Here is the list of thermometer you might be interested in
Thermal radiation (i.e., heat) is nothing more than electromagnetic radiation that is emitted from an object and that is caused by its temperature. During the thermal dispersion of an object (or a person) it is possible to measure the energy carried by the electromagnetic waves and, therefore, to measure its temperature without the need to touch the body involved in the measurement.
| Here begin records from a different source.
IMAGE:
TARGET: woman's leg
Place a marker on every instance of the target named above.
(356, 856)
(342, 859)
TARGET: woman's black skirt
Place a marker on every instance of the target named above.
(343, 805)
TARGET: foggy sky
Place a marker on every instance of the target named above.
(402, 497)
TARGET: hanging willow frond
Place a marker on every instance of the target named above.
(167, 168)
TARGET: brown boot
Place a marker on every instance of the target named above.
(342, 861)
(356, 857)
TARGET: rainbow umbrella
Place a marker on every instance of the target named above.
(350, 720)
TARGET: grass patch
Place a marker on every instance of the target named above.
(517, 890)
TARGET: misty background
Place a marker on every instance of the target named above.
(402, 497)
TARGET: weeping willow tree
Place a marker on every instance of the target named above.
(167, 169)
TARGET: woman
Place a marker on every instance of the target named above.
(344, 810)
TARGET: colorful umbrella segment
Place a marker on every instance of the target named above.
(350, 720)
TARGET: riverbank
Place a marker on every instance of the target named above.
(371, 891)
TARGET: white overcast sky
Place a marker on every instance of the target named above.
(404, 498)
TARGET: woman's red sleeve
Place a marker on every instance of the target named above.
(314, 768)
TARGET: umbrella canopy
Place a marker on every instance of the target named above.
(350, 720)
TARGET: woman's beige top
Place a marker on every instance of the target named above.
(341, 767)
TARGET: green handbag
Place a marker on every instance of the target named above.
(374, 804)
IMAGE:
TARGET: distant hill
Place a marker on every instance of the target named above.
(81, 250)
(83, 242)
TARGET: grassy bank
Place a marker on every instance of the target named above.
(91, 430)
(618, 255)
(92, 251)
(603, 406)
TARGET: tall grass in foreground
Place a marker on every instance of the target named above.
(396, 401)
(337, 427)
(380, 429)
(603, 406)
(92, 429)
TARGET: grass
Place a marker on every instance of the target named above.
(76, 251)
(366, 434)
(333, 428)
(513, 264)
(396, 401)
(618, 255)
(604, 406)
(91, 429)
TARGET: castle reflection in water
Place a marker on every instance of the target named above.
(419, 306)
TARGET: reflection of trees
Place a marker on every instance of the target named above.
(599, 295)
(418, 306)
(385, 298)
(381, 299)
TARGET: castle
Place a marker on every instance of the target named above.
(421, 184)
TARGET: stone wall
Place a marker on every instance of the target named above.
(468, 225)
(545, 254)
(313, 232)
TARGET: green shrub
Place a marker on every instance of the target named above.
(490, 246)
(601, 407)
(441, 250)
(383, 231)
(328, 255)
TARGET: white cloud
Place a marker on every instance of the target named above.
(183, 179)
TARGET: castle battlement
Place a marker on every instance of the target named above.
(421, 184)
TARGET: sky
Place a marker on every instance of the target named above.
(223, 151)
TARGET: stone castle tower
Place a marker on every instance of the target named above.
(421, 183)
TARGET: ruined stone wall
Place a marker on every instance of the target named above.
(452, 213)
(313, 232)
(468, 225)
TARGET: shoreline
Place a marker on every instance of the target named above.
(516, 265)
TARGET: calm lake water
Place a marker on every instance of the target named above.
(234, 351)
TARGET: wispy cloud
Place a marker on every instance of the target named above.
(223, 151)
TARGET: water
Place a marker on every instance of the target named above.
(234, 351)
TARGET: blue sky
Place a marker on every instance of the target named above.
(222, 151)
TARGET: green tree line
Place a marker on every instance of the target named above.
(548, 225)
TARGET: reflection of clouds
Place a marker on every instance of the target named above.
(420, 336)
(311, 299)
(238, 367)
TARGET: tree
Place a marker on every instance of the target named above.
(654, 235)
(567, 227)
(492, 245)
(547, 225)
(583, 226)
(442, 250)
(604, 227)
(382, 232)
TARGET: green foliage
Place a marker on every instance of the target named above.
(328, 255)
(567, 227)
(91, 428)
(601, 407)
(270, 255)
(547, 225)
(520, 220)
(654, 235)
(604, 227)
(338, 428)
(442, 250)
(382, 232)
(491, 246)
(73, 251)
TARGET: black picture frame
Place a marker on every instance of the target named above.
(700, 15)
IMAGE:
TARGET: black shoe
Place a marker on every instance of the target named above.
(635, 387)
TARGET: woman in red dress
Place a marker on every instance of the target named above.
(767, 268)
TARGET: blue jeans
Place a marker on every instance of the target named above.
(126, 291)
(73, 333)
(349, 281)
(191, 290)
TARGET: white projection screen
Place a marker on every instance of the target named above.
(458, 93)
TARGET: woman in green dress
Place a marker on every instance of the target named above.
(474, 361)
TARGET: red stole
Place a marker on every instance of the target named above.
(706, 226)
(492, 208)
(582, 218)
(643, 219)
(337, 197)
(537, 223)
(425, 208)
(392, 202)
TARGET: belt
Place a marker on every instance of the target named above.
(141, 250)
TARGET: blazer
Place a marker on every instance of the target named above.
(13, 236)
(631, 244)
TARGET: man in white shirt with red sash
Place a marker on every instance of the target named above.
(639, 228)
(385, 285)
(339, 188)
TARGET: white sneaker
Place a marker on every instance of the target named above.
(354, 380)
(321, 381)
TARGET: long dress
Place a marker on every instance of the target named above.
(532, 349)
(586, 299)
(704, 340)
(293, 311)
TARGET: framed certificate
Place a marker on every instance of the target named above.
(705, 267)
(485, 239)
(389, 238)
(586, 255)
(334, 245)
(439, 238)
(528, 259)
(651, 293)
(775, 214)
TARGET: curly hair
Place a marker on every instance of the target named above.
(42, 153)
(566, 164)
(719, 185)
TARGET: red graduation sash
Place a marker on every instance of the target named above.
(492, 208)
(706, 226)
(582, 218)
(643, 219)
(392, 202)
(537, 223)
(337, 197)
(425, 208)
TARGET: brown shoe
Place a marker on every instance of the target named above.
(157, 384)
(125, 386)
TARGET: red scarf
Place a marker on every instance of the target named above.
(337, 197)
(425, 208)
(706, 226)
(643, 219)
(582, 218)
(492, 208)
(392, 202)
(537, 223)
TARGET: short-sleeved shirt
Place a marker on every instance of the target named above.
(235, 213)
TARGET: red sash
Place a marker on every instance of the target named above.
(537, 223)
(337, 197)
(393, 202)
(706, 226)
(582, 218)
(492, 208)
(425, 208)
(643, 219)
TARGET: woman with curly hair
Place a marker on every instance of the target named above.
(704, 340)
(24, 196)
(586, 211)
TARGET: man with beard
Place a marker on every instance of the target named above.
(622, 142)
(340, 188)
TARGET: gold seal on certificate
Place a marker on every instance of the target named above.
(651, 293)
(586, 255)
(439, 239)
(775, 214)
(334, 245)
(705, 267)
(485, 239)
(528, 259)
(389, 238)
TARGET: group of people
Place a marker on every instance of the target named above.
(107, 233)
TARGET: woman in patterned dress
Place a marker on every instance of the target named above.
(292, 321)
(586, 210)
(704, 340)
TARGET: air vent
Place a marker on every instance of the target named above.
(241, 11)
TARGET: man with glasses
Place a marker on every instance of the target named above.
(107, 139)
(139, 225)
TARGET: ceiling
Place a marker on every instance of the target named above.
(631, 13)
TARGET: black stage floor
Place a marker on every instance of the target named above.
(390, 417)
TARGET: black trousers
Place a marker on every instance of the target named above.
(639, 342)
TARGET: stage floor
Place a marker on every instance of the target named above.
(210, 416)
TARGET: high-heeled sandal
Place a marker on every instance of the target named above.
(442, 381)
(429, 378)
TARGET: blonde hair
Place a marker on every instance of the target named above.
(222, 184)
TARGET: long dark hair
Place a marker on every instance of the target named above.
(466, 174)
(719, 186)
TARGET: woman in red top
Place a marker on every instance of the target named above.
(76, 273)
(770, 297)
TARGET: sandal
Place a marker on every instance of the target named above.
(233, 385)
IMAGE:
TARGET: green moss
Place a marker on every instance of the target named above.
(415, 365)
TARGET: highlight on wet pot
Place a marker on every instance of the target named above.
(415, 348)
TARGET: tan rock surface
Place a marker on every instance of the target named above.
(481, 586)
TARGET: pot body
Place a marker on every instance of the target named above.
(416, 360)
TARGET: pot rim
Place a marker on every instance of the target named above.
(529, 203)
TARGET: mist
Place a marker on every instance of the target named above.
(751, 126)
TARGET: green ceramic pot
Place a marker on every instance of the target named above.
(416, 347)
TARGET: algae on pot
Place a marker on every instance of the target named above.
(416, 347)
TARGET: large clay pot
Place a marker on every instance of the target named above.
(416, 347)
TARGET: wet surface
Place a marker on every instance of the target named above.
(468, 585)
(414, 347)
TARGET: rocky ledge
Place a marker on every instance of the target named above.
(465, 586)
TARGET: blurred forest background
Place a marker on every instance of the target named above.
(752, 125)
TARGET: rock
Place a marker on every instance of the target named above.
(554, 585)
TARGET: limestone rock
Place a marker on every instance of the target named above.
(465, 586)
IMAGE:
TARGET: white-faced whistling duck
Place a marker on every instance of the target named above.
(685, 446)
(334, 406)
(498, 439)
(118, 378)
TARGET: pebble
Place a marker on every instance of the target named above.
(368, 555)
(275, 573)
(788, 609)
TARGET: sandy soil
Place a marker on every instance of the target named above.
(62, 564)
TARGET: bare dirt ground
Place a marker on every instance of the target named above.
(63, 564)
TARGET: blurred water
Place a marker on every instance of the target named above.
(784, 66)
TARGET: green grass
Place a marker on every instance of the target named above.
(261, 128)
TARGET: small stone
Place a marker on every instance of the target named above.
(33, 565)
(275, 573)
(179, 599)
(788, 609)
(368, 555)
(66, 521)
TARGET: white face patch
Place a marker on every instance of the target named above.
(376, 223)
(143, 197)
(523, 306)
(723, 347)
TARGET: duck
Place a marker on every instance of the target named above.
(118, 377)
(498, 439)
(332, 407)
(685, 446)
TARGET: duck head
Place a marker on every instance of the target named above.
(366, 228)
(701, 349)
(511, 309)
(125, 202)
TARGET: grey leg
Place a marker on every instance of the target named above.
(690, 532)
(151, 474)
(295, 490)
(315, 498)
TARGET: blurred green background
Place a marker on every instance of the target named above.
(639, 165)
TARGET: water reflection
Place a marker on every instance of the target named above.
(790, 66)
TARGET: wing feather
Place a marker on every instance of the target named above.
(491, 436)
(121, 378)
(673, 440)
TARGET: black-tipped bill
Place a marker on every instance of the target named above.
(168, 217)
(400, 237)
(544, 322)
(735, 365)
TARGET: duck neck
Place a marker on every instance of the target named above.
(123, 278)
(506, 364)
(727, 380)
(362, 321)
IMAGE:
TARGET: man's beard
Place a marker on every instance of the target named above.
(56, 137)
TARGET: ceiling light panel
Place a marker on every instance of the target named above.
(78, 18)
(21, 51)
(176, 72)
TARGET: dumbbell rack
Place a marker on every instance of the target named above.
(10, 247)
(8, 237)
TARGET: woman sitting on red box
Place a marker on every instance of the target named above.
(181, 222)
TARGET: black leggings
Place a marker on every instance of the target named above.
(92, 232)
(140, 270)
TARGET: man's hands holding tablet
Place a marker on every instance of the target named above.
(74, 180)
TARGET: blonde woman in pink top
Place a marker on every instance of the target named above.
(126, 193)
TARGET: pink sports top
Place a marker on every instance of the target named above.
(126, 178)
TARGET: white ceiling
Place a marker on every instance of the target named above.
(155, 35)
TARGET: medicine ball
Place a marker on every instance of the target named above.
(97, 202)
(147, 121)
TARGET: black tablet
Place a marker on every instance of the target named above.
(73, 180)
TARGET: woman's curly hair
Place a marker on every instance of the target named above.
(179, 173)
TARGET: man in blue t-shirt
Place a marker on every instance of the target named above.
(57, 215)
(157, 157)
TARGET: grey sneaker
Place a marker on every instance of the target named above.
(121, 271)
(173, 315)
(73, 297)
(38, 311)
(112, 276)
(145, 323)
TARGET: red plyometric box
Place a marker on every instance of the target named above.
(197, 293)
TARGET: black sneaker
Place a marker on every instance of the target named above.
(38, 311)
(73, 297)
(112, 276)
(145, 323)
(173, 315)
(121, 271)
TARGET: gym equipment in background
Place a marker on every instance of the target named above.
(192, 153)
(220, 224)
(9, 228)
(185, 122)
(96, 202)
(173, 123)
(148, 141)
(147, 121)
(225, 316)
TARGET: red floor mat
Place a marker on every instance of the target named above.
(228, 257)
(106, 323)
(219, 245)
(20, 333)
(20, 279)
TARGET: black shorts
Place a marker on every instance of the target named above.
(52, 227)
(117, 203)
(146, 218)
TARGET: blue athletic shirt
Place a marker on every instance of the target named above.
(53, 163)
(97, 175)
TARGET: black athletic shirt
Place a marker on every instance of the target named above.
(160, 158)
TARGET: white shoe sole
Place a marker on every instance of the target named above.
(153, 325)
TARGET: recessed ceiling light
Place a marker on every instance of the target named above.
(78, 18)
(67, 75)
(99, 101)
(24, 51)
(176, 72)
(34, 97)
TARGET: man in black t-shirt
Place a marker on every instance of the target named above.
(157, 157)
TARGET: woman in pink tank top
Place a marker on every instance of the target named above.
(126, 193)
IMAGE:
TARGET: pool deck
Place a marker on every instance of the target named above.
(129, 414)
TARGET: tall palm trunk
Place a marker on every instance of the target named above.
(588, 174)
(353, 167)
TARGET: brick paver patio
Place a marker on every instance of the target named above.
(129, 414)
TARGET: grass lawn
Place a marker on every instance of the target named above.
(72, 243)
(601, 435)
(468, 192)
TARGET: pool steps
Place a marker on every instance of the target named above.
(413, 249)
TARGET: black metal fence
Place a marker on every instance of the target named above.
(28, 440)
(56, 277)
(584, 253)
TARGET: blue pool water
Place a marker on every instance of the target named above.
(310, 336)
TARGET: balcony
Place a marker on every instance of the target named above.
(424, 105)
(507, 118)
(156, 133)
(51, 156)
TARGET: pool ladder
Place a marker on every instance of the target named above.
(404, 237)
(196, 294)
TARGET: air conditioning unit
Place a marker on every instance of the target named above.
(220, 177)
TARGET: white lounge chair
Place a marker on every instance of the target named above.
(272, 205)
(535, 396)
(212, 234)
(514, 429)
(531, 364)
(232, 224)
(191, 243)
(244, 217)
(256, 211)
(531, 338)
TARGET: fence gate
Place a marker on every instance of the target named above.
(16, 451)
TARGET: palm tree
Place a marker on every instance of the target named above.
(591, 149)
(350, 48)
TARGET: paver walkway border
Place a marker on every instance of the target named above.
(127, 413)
The point is that every object emits electromagnetic radiation whose intensity depends on the emissivity of the material, for this reason the guns to measure the temperature (as well as all the other thermo scanners) to be able to precisely calculate the temperature of the object towards which they are pointed, they also measure the reflected radiation and the transmitted radiation: the sum of these three characteristics forms 100% of the electromagnetic radiation exiting the body.
Are they reliable tools?
The reality of the facts is that any type of measuring instrument (especially the more complex ones) carries with it a margin of error which, in the case of guns for measuring the temperature, may also depend on external factors. The first and most important mistake that could happen in the remote measurement of the temperature of a body, is that concerning the emissivity of the object: if not set correctly, this value can lead to rather important reading errors, but it is a factor that in guns to measure the temperature could be considered not influential, precisely because these particular laser thermometers are produced and calibrated to measure the temperature of the human body.
But think of the dust, dirt or other electromagnetic radiation commonly present everywhere. These are the factors that could make the remote reading of the temperature of the temperature less precise and reliable, disturbing variables that are positioned between the body to be analyzed and the thermometer. Furthermore, since the radiation is invisible to the human eye, it is possible that the body being measured is reflecting or transmitting radiation from external sources such as cooling systems, lights, or any other source that emits heat or cold.
All factors that have given way to a long and interesting debate about the real accuracy of guns for measuring temperature, defined as not necessarily accurate even by James Lawler, of the Global Center for Health Security of the University of Nebraska, who doubts the effectiveness in an interview with the New York Times: “Some of these temperature detectors are only for appearance,” said Dr. Lawler, arguing that these devices often tend to register temperatures lower than reality.